Wednesday, July 28, 2010
New Wall of Ancestors
When I lived on Wilson St I decorated the hall with family pictures and have been thinking about doing it here for quite awhile. This hall has been empty ever since the show Thom and I did, because I took the painting that hung there down to use the frame. At one time recently I spent hours hanging the huge painting I did for the Machias Show of Demeter holding the baby over the fire there. Shortly it became evident that it had to come down. It stunk from being in the cellar for so long. Apparently that's not a good place to store paintings, but I really don't have any other space for them. If they all get destroyed by mold and mice, at least I won't have to worry about who will have to trash them after I'm dead.

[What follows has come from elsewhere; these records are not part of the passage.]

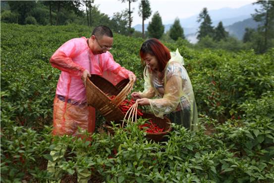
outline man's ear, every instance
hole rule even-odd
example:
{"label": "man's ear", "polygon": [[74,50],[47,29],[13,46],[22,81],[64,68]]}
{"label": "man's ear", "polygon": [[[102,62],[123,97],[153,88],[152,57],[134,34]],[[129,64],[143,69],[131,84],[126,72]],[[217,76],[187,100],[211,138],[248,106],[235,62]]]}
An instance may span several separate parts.
{"label": "man's ear", "polygon": [[92,40],[92,41],[95,40],[95,39],[96,39],[95,36],[94,35],[92,35],[91,37],[90,37],[90,39],[91,39],[91,40]]}

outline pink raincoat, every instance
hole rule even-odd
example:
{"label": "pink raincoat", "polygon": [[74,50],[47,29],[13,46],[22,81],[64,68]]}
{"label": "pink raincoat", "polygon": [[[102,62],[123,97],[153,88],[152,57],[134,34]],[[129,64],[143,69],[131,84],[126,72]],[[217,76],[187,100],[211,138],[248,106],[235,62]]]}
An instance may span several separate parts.
{"label": "pink raincoat", "polygon": [[89,132],[95,127],[95,110],[88,107],[86,88],[81,77],[87,69],[116,85],[132,72],[115,62],[107,52],[93,55],[85,37],[63,44],[51,58],[52,66],[61,71],[54,103],[54,135],[77,135],[80,127]]}

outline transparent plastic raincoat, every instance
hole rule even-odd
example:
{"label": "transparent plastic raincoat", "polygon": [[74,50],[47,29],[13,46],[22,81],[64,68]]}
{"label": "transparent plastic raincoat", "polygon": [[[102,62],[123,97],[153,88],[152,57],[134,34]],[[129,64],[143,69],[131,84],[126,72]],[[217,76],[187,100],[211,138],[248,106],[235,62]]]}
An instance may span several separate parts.
{"label": "transparent plastic raincoat", "polygon": [[51,58],[52,66],[61,71],[54,103],[54,135],[76,135],[78,127],[93,132],[95,110],[88,107],[81,77],[87,69],[116,85],[132,72],[115,62],[109,52],[93,55],[85,37],[68,41]]}
{"label": "transparent plastic raincoat", "polygon": [[183,57],[178,49],[170,55],[162,80],[159,76],[161,73],[147,66],[144,72],[144,90],[141,97],[150,99],[150,109],[156,116],[163,118],[167,115],[171,122],[196,130],[197,107],[190,79],[183,66]]}

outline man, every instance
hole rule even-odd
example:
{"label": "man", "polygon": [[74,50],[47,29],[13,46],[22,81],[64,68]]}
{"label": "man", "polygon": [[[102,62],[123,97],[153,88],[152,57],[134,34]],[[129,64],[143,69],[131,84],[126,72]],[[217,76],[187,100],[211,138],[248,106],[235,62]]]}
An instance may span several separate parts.
{"label": "man", "polygon": [[[81,37],[69,40],[52,56],[52,65],[62,71],[54,103],[54,135],[80,136],[79,127],[89,132],[94,131],[95,110],[87,105],[85,88],[87,78],[91,74],[111,75],[112,77],[108,78],[112,78],[110,82],[114,84],[125,78],[135,81],[135,75],[115,62],[108,52],[112,43],[110,29],[99,26],[94,29],[89,39]],[[56,174],[56,160],[63,156],[63,149],[57,147],[51,152],[54,162],[49,162],[50,172]],[[83,175],[78,172],[79,183],[87,182],[89,177],[84,176],[87,172]]]}

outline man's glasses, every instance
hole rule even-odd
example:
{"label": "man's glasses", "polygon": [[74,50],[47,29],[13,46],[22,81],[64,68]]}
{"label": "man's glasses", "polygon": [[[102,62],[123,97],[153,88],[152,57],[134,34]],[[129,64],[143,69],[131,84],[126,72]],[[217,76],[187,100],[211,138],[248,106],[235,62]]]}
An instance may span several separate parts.
{"label": "man's glasses", "polygon": [[96,41],[97,41],[97,43],[98,43],[98,45],[99,45],[100,48],[103,50],[110,50],[112,49],[112,47],[106,47],[105,46],[102,46],[101,45],[100,45],[100,44],[99,43],[99,42],[98,41],[98,40],[96,37],[95,37],[95,39],[96,40]]}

Speaking of dead, I took the boxes of old pictures out of my bedroom closet, where I discovered the ceiling had fallen down. The boxes were covered with plaster, but nothing was ruined. As I cleaned the glass over the familiar faces, I recognized each one immediately. Many of them I never knew in person, but their frozen faces are very familiar to me..........Campbells, Picards, Littlefields, Edgerlys, St. Germains, Gratteaux. They have all become their pictures in the same way that "the poet has become his poems." (I forget who wrote that about Yeats after he died.) It's the only way I can think of them. I wonder if they liked the portraits that were taken of them, and if it ever occurred to them that their descendants would only see them in one, tw0-dimensional way. Probably they did, because they obviously took such care to look their best in front of the camera. On my wall of ancestors there are only beautiful babies, lovely women, and handsome men. These people never wear rumpled clothes or leave their hair uncombed. Their glasses are sparkling clean. Their skin is flawless. None of them smile, though considering their now-living progeny, they probably had ugly and missing teeth. Whatever faults they hid on picture-taking day died with them.
In the present day we carry our digital cameras and snap hundreds of pictures......so many that, should they survive into posterity, no one will care to wade through them. There will be no one representational image for anybody to fix in their mind's eye. We will live on as a name only, like Phinneas Longfellow, clerk of courts, who signed my great-grandfather's naturalization papers April 26, 1866 just 48 miles away in Machias. I can make my own picture of Phinneas, which is actually probably as accurate a representation of him as the pictures on the wall are of my relatives.
Anyway, I like having all those portraits on the wall. They remind me of where I came from, and also where I am going.